Quickly and easily transform geometry datasets using a set of rules stored in a spreadsheet and raster calculations. It is designed to work with 'rbuild'.
This program translates spreadsheets into numpy algebra and SQL.
The program takes a CSV spreadsheet (e.g. from Excel or Openoffice) in a specified format as the main source of input. The spreadsheet describes a grid-based GIS transformation of the input rasters.
Why is this useful? Spreadsheets are easy to visualise and edit, especially for non-programmers, and relatively complex map transformation logic can be written and checked without needing to decipher GIS functions. By using regular grid cells, non-GIS users don't need to worry about things like geometry/shape/area. By using high-speed numpy functions and GDAL, users don't need to worry about how to optimise the code, it's almost guaranteed to run fast.
This program is used in combination with rbuild. See http://github.com/gbb/rbuild.
In our work with national maps, ruleparser and rbuild allow us to transform several national maps using a moderately complex set of rules at 10x10m resolution in minutes. The area covered by these maps is 1200km by 1500km.
You are welcome (and encouraged) to adapt this program to suit your own needs. Some hints for alternative grammars are provided in the source code.
There are some settings in rp_settings.py that you can adjust.
The input is a CSV spreadsheet in the following format (see test.csv).
1st line of spreadsheet: metadata variable names for this spreadsheet/transform
2nd line of spreadsheet: metadata values describing this spreadsheet/transform
3rd line: empty
4th line: each column will be either an input, an output, or a comment field. By default all columns are comment fields and are ignored, unless marked by in/ or out/
Input fields have the format: in/NAME/input_raster_filename
Output fields have the format: out/NAME/postgres_datatype
5th line onwards: Input and output values according to the column format specified in the 4th line, as follows:
Simple numbers 1 2 3 99 (integers; adjust source code if you want reals)

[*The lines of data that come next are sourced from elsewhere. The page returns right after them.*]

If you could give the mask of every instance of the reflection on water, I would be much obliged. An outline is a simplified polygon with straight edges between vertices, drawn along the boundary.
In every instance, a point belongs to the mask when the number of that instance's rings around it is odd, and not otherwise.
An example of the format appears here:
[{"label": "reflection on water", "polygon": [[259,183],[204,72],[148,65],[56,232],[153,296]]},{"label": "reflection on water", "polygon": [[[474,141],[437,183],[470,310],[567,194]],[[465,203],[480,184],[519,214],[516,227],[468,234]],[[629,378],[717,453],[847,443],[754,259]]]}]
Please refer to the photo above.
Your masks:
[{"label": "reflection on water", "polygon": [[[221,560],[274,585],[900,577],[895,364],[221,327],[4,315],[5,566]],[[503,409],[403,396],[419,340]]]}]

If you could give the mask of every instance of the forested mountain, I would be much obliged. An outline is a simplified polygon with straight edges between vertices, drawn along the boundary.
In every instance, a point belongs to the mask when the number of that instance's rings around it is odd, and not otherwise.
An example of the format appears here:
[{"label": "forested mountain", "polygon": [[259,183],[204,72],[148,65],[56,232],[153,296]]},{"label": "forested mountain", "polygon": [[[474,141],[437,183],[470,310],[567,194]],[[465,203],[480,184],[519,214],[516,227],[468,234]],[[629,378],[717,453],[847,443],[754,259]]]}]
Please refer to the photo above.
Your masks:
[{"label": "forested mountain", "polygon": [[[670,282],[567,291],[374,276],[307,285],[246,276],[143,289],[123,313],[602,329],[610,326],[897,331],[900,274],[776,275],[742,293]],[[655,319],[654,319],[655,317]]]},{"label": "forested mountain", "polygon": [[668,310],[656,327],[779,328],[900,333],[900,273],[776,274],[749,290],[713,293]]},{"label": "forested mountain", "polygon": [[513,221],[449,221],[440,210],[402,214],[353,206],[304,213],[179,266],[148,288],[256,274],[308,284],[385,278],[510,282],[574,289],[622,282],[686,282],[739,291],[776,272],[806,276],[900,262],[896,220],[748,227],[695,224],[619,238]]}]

Closed ranges 3...10, 1...100
Lists: 1, 2, 3...10, 1...100 simple numbers and closed ranges
- Empty rows are ignored.
- Rows beginning with # are ignored.
- In row 4, columns that don't contain 'in/x/y' or 'out/x/y' are ignored.
- Whichever values are to be produced for the SQL database.
The program will generate two files (and dump to screen).
"new_calc.py" has code that carries out a high-speed numpy calculation
"add_values.sql" has code to update a polygonized raster.
How to run
First make sure you have installed the following e.g. with yum:
- pip (python-pip)
- libxml, libxml2 and libxml2-devel
- libxslt and libxslt-devel
- lxml extension to python: (pip install lxml)
- pyparsing extension to python (easy_install pyparsing)
How to run the code with an example file:
./ruleparser.py test.csv my_postgres_table
Author and license
Hope you find this useful!
Graeme Bell, Skog og Landskap email@example.com
License: GPL v3. Thanks to the Norwegian Forest & Landscape Institute for open sourcing this work.
If you are having trouble getting your spreadsheet to parse, enable debugging in rp_settings.py, and see which cell is causing the problem. It's common to accidentally use e.g. 1..3 instead of 1...3. (1..3 can be parsed as a date in openoffice).
This program uses the pyparsing module - take a look at src/inputs_to_code.py. It's pretty useful.